Le livre commence en 1945 avec le retour à Placer County, sa petite ville d’origine, de Ray Takahashi, soldat américain qui vient d’être démobilisé. On comprend qu’en 1942, ses parents, ses sœurs? et lui ont été arrêtés, la famille étant d’origine japonaise, et internés dans le camp de Tule Lake. Les Takahashi vivent désormais à Oakland, ayant été expulsés de la maison qu’ils louaient? et Ray est accueilli froidement par ses anciens voisins. Un quart de siècle plus tard, en 1969, le narrateur, John Frazier, vient de rentrer du Vietnam. A la station-service où il travaille, il revoit par hasard sa tante Evelyn, dont le mari était l’employeur du père de Ray, et le propriétaire de la maison louée par la famille. Via une curieuse demande de sa tante, John va découvrir l’histoire de Ray…
J’ai beaucoup aimé ce livre pourtant bien différent de ce à quoi je m’attendais. Je pensais lire un roman sur l’internement d’une famille américaine d’origine japonaise après Pearl Harbor, mais, si cet épisode est quand même évoqué, il s’agit plutôt du destin croisé de deux jeunes hommes démobilisés à 25 ans d’intervalle, le deuxième enquêtant sur le premier, dans un contexte rempli de fantômes : fantômes de ceux morts au combat, fantômes de ceux qui, revenus traumatisés, sont trop tôt disparus, fantômes d’enfants, fantôme d’une histoire d’amour tragique, fantôme d’une amitié, fantôme d’un pays laissé derrière soi…
Il y a beaucoup de nostalgie dans ce livre, mêlée à un certain suspense.
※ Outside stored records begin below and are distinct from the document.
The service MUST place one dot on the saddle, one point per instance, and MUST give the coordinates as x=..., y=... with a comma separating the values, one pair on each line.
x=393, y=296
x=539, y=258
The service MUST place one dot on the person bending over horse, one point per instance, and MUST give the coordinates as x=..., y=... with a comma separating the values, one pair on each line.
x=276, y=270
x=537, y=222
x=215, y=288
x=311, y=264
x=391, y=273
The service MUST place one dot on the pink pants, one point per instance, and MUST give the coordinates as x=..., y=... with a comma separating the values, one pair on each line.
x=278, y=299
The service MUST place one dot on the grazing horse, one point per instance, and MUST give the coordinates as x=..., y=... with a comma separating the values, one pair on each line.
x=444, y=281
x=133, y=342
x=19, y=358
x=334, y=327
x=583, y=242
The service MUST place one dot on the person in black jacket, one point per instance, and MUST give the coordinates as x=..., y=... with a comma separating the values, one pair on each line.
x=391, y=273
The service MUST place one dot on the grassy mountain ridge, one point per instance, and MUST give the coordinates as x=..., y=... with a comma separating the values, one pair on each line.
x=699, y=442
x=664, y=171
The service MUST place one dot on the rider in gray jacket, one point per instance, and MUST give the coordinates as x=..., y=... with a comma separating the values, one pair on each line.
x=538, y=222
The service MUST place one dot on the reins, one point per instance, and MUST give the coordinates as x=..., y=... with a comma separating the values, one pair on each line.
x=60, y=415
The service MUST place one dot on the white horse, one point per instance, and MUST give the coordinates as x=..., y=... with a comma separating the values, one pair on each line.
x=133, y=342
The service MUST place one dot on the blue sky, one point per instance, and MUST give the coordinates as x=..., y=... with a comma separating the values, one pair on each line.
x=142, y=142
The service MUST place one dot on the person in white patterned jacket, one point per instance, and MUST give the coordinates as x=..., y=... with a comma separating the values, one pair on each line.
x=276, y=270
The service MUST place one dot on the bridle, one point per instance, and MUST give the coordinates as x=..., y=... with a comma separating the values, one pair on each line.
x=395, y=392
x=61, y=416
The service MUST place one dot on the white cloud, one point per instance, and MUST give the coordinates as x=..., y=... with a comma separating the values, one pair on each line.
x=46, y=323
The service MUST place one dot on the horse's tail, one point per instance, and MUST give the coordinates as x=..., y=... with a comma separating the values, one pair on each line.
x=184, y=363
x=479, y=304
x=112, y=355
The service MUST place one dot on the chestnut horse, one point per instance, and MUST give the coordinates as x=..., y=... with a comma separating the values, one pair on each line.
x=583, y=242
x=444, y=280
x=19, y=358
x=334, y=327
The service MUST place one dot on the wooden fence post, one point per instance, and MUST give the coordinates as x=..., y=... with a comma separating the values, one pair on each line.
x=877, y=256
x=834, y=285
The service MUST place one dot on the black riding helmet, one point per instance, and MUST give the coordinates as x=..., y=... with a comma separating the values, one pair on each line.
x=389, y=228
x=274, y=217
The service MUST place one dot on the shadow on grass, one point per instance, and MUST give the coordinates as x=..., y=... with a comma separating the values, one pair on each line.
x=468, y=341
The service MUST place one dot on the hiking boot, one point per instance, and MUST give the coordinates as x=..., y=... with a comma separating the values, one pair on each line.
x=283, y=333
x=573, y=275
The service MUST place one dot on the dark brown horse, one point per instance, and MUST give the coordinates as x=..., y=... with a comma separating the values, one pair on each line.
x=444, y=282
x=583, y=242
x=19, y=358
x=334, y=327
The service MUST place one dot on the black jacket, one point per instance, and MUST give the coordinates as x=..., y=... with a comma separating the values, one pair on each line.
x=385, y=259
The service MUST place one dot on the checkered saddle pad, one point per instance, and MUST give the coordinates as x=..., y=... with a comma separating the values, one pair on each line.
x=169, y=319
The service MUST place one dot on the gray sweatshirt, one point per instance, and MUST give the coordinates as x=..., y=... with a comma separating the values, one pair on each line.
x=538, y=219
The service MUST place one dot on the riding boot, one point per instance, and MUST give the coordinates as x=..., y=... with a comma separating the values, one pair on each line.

Christian Kiefer raconte un aspect de la Seconde Guerre Mondiale peu traité en littérature – même si le livre de Julie Otsuka, « Certaines n’avaient jamais vu la mer », a eu beaucoup de succès – mais via une histoire personnelle où l’accent est finalement mis moins sur l’internement que sur ses conséquences dramatiques.
Un très beau livre, vraiment différent des « Animaux », qui confirme le talent d’écriture de Christian Kiefer mais aussi sa capacité à se renouveler.
Publié en Mars 2021 chez Albin Michel, traduit par Marina Boraso, 288 pages.